I have the following sample XML. if I feed it to libxml2
without any formatting or whitespace in between, then it would pretty-print fine when calling xmlNodeDump()
with 1
:
const char *xml= "<root><a>test</a></root>";
However, if I preformat it, or have spaces in between, then libxml2
refuses to pretty-print it, for example:
const char *xml =
"<root>"
" <a>"
" test"
" </a>"
"</root>";
Then I call the function to read it like this:
#define MY_PARSER_OPTIONS (XML_PARSE_RECOVER | XML_PARSE_NOENT | XML_PARSE_DTDLOAD | XML_PARSE_DTDATTR | XML_PARSE_HUGE)
...
doc = xmlReadDoc((const xmlChar *) xml, NULL, NULL, MY_PARSER_OPTIONS);
...
xmlNodePtr root = xmlDocGetRootElement(doc);
xmlBufferPtr buf = xmlBufferCreate();
xmlNodeDump(buf, doc, root, 0, 1);
The output would not be formatted.
When the input contains spaces, the output is:
<root> <a> test </a></root>
When the input contains no spaces, the output is:
<root>
<a>test</a>
</root>
Is this a bug in libxml2? How can I have it pretty-print/format correctly?
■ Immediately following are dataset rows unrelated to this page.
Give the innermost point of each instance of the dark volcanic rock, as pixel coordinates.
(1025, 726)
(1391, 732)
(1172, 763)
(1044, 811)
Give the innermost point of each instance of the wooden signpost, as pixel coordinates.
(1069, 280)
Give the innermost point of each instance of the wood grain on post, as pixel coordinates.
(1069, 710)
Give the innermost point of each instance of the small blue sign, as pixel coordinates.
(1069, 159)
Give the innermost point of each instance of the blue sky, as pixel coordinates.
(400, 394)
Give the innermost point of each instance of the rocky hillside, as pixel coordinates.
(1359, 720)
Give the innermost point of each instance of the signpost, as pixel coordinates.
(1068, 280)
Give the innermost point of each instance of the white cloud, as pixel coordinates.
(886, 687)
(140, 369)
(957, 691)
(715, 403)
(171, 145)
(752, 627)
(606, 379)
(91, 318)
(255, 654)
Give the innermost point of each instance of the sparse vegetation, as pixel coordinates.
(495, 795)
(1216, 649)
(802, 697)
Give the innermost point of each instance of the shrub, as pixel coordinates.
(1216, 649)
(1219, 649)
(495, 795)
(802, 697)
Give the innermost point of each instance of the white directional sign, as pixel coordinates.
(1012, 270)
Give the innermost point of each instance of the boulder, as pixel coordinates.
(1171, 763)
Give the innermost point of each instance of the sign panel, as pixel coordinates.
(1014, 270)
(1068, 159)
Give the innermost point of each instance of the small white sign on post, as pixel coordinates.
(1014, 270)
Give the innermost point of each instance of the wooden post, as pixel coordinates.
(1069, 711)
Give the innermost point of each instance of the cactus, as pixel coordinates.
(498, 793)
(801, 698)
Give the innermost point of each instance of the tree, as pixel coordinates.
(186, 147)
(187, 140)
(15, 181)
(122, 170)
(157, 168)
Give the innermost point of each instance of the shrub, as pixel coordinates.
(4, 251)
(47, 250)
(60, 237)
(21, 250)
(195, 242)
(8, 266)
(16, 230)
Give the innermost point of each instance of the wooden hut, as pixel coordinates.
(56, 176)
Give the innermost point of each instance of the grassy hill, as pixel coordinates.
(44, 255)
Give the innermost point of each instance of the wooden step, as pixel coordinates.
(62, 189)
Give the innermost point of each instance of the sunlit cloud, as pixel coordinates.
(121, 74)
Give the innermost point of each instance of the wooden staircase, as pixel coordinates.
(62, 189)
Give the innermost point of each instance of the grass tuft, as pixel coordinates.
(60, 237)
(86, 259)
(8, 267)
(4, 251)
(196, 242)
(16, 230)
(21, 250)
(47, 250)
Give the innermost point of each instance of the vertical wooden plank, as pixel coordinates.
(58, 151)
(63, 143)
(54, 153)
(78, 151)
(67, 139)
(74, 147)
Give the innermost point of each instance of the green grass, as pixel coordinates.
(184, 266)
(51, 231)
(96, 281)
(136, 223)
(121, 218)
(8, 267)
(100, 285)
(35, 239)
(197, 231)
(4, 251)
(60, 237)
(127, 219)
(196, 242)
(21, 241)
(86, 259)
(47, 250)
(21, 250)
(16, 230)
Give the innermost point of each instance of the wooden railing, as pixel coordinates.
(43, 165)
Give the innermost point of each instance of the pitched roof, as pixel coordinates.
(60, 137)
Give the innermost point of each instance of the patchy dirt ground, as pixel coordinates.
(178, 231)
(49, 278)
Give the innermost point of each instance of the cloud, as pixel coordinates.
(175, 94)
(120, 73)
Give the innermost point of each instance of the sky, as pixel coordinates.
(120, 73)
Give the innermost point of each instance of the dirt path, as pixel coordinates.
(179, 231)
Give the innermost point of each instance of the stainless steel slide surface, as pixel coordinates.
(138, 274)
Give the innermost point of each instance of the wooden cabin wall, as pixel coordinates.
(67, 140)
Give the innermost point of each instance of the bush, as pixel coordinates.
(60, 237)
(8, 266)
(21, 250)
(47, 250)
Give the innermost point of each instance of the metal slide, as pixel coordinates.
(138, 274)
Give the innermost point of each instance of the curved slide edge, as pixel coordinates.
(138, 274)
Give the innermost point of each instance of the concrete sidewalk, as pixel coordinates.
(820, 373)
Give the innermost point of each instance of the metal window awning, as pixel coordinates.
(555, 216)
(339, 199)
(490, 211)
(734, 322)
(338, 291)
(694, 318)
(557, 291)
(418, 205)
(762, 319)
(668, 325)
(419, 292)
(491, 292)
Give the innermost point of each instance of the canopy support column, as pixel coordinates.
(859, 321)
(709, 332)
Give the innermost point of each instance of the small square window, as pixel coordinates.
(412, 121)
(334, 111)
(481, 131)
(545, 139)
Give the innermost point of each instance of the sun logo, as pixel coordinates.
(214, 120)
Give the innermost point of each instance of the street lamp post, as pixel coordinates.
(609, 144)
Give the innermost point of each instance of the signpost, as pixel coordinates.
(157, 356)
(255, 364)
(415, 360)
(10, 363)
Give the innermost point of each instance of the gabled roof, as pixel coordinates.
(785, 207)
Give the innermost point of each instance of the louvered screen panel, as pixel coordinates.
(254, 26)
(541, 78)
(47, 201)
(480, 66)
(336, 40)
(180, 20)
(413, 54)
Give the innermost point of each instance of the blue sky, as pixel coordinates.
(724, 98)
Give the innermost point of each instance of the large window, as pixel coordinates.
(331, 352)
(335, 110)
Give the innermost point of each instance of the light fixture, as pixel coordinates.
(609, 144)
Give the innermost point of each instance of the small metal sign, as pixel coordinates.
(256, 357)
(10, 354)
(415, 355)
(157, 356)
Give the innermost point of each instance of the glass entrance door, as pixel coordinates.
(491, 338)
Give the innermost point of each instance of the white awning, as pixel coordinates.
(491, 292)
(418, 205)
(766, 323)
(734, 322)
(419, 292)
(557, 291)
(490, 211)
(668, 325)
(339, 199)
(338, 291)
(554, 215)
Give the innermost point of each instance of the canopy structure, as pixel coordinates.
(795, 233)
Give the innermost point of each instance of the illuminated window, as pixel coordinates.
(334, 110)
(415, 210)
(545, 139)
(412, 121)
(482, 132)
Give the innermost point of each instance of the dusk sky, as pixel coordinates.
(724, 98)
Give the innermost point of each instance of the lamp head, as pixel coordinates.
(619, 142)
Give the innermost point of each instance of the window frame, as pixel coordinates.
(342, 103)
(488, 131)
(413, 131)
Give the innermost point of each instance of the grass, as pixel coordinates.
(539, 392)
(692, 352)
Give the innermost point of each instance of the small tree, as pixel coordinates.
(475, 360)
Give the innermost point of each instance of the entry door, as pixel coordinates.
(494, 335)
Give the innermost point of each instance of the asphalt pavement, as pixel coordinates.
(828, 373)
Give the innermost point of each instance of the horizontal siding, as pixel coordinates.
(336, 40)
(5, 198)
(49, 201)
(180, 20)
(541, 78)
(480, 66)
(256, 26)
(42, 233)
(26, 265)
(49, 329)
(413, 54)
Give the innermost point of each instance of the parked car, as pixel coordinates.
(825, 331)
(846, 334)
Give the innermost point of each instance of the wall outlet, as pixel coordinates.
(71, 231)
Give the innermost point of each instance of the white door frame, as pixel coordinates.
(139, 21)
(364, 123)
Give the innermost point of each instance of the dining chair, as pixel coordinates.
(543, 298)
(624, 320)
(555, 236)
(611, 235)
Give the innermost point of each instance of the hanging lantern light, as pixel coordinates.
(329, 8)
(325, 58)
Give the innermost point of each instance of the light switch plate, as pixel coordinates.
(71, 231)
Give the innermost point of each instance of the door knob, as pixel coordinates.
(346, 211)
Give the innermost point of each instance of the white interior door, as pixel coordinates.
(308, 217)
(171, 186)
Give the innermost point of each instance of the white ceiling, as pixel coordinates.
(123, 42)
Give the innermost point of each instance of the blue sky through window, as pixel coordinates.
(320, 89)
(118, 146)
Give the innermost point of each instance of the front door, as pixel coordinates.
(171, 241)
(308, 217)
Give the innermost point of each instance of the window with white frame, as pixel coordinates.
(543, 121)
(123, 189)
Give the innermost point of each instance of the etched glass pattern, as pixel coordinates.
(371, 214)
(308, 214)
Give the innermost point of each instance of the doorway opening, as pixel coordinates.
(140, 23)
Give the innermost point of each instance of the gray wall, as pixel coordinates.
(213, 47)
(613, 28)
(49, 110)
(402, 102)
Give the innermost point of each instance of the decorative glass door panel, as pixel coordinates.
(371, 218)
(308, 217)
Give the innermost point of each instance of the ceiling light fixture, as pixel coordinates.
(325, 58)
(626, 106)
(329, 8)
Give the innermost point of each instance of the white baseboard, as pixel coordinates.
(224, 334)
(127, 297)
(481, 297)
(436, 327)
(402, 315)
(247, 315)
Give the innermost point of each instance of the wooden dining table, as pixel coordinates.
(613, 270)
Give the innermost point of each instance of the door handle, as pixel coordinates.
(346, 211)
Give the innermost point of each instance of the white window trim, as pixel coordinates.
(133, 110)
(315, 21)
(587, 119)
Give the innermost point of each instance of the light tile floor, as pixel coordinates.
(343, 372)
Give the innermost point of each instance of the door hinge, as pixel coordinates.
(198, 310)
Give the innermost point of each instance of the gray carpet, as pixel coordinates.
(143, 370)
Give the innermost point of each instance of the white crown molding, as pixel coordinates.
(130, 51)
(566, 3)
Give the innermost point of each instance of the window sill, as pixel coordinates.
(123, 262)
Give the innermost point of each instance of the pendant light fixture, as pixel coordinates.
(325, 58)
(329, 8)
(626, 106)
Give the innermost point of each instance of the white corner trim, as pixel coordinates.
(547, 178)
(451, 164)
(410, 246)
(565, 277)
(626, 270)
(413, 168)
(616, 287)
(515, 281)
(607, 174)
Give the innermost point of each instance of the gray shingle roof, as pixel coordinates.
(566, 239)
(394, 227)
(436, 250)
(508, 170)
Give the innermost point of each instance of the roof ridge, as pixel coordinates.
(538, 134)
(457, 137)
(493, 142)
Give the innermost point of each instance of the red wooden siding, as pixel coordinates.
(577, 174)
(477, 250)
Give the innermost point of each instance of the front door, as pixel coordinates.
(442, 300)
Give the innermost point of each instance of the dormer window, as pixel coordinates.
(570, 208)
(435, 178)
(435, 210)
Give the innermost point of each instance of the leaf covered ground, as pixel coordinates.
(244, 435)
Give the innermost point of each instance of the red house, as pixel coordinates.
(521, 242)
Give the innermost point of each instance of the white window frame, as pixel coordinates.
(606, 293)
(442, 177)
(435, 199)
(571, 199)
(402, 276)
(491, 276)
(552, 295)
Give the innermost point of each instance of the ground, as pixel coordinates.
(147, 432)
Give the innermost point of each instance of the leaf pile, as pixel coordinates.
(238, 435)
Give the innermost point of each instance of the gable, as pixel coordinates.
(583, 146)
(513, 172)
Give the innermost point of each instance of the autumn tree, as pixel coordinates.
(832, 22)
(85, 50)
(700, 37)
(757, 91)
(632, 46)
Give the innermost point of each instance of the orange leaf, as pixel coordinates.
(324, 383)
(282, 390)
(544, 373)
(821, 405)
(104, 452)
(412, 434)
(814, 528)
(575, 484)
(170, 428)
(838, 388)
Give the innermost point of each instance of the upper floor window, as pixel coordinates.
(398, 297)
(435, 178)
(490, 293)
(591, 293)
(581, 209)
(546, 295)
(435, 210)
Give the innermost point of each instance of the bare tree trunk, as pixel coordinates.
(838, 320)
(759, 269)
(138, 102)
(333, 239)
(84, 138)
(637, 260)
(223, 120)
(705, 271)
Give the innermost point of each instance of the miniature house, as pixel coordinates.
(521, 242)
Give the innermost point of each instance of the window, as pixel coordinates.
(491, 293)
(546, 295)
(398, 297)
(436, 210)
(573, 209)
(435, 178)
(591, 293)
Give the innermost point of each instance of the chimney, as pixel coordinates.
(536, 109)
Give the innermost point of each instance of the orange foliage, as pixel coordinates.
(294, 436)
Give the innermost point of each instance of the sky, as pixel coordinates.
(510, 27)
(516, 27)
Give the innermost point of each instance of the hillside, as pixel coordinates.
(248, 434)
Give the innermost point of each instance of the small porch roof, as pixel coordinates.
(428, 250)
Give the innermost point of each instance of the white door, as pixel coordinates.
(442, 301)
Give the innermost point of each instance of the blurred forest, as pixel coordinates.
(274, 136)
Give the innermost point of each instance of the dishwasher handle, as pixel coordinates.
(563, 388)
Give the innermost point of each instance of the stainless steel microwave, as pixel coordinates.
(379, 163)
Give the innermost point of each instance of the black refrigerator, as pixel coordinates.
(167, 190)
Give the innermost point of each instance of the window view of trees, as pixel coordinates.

There is no error from either of the input.
UPDATE:
With minimal reproducible example:
https://github.com/totszwai/libxml2-troubleshoot1
As we can see, when the input contains some spacing, libxml2 cannot format it, for some reason.
Try including the XML_PARSE_NOBLANKS
option when calling xmlReadDoc()
. Per the libxml2 documentation:
Remove some text nodes containing only whitespace from the result document. Which nodes are removed depends on DTD element declarations or a conservative heuristic. The reindenting feature of the serialization code relies on this option to be set when parsing.